Os dados biométricos são considerados uma 'categoria especial de dados' (dados sensíveis). Por regra, o tratamento de dados biométricos é proibido, exceto sob condições muito específicas descritas no Artigo 9.º do RGPD e regulamentadas localmente pela Lei da Proteção de Dados em Portugal.
Requisitos Cruciais da CNPD: O consentimento do trabalhador, embora pareça a solução óbvia, muitas vezes não é considerado válido pelas autoridades devido à assimetria de poder na relação laboral (o trabalhador pode sentir-se coagido a concordar). A CNPD determina que o controlo biométrico só deve ser implementado quando for estritamente necessário para fins de segurança de pessoas e bens ou para proteção de segredos comerciais, e desde que outros meios menos intrusivos sejam inviáveis.
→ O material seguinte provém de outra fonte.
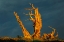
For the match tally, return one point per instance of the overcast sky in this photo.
(52, 13)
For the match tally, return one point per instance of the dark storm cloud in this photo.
(52, 12)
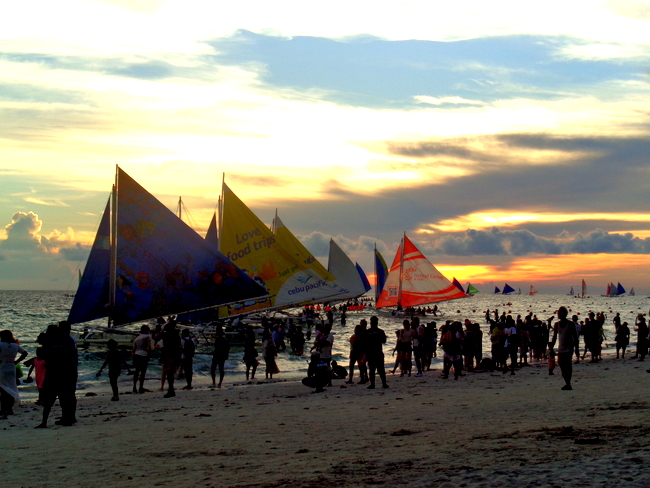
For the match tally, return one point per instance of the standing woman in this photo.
(9, 349)
(270, 353)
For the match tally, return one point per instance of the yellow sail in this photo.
(290, 243)
(251, 245)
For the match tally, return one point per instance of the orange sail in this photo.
(412, 280)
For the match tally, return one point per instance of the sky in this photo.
(509, 140)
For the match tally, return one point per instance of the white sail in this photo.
(348, 281)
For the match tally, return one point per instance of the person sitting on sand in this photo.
(115, 361)
(9, 349)
(565, 331)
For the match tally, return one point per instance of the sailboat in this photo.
(471, 290)
(349, 276)
(412, 280)
(145, 262)
(507, 289)
(614, 290)
(381, 273)
(277, 261)
(457, 284)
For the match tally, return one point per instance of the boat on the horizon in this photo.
(614, 290)
(471, 290)
(412, 281)
(507, 289)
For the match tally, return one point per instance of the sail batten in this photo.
(413, 280)
(290, 279)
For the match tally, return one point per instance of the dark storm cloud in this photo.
(75, 254)
(521, 242)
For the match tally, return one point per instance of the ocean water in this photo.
(27, 313)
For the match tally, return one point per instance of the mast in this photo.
(401, 275)
(220, 213)
(376, 277)
(113, 244)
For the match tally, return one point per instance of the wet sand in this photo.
(486, 429)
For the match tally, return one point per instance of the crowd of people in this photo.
(515, 343)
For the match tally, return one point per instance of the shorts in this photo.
(140, 362)
(404, 347)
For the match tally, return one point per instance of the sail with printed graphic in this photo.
(457, 284)
(92, 298)
(381, 273)
(253, 247)
(507, 289)
(412, 280)
(471, 290)
(156, 264)
(211, 236)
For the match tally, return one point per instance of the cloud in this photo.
(22, 232)
(522, 242)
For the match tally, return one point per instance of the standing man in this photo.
(374, 339)
(566, 332)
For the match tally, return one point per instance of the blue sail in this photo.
(163, 266)
(364, 278)
(507, 289)
(381, 272)
(92, 297)
(211, 236)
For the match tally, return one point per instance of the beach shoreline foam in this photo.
(486, 429)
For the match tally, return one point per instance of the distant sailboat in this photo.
(507, 289)
(413, 280)
(471, 290)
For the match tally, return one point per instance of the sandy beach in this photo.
(486, 429)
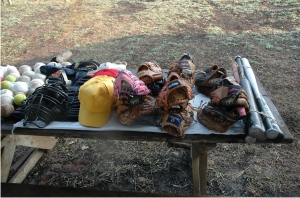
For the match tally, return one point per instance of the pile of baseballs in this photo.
(17, 83)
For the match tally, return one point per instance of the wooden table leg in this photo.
(199, 166)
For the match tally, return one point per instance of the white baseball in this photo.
(11, 69)
(7, 92)
(24, 79)
(7, 99)
(28, 73)
(38, 64)
(20, 87)
(24, 68)
(35, 83)
(7, 110)
(39, 76)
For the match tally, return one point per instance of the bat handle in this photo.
(266, 120)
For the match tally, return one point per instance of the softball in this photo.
(10, 78)
(28, 73)
(6, 84)
(35, 83)
(19, 87)
(24, 68)
(18, 99)
(7, 99)
(7, 110)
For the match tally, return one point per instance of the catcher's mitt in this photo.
(218, 119)
(149, 72)
(185, 68)
(128, 83)
(228, 94)
(207, 78)
(175, 94)
(177, 123)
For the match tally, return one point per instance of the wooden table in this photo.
(200, 145)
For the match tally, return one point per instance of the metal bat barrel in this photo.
(254, 123)
(271, 132)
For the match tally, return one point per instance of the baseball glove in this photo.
(129, 107)
(128, 83)
(218, 119)
(176, 124)
(228, 94)
(175, 94)
(149, 72)
(207, 78)
(185, 68)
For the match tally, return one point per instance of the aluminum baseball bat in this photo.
(278, 135)
(253, 124)
(258, 99)
(271, 132)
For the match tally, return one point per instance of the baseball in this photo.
(3, 71)
(10, 78)
(30, 91)
(7, 110)
(24, 79)
(6, 84)
(24, 68)
(55, 64)
(35, 83)
(18, 99)
(7, 99)
(11, 69)
(20, 87)
(37, 69)
(6, 92)
(65, 64)
(38, 65)
(28, 73)
(39, 76)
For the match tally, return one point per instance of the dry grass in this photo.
(265, 32)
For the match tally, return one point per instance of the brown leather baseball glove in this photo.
(228, 94)
(177, 123)
(175, 94)
(149, 72)
(130, 107)
(185, 68)
(207, 78)
(218, 119)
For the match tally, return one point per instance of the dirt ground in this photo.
(265, 32)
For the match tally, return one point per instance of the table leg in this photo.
(199, 166)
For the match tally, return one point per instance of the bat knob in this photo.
(271, 133)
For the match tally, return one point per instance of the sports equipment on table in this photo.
(149, 72)
(207, 78)
(228, 94)
(153, 77)
(6, 84)
(10, 78)
(185, 68)
(128, 83)
(18, 99)
(177, 123)
(7, 110)
(218, 119)
(175, 94)
(24, 68)
(254, 125)
(45, 104)
(272, 131)
(130, 107)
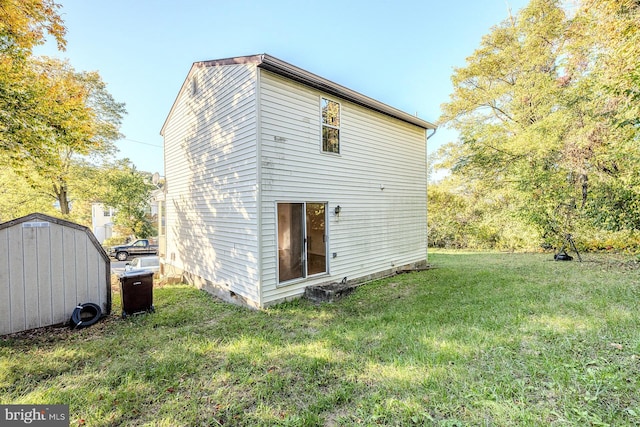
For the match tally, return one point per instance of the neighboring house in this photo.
(102, 221)
(277, 179)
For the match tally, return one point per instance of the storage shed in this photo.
(278, 179)
(47, 267)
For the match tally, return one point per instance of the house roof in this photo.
(284, 69)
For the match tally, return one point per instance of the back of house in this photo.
(278, 179)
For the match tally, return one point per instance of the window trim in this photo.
(323, 125)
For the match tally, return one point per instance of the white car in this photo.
(148, 263)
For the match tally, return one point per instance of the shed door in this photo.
(302, 248)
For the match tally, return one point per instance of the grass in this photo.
(483, 339)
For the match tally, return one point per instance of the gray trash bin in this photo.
(136, 290)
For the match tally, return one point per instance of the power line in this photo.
(140, 142)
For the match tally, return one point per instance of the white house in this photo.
(278, 179)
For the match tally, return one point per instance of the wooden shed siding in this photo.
(46, 271)
(377, 229)
(210, 168)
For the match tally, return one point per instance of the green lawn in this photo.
(480, 340)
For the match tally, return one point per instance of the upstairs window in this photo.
(330, 126)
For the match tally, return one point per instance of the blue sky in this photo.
(399, 52)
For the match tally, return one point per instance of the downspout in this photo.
(258, 104)
(427, 186)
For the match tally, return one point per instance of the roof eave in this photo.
(306, 78)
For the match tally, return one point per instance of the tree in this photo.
(546, 116)
(78, 118)
(129, 192)
(23, 25)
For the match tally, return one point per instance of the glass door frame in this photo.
(305, 241)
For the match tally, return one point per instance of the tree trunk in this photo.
(63, 198)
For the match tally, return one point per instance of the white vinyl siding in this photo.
(211, 179)
(378, 229)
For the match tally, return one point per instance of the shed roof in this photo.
(36, 216)
(284, 69)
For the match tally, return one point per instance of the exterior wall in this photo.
(48, 267)
(378, 179)
(211, 180)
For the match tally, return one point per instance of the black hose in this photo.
(85, 315)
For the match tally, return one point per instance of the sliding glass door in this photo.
(302, 247)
A Solução Técnica Conforme: Para mitigar riscos e garantir conformidade legal total, os terminais biométricos da NetCAOS suportam o método de encriptação biométrica em cartão ou em base de dados local (minúcia). Isto significa que o terminal não guarda uma imagem da impressão digital ou rosto do trabalhador, mas sim um código matemático irreversível. Além disso, disponibilizamos sempre métodos alternativos de registo (como picagem via cartão RFID ou via código PIN pessoal) para trabalhadores que prefiram não utilizar biometria, garantindo conformidade absoluta com o RGPD e as auditorias da ACT.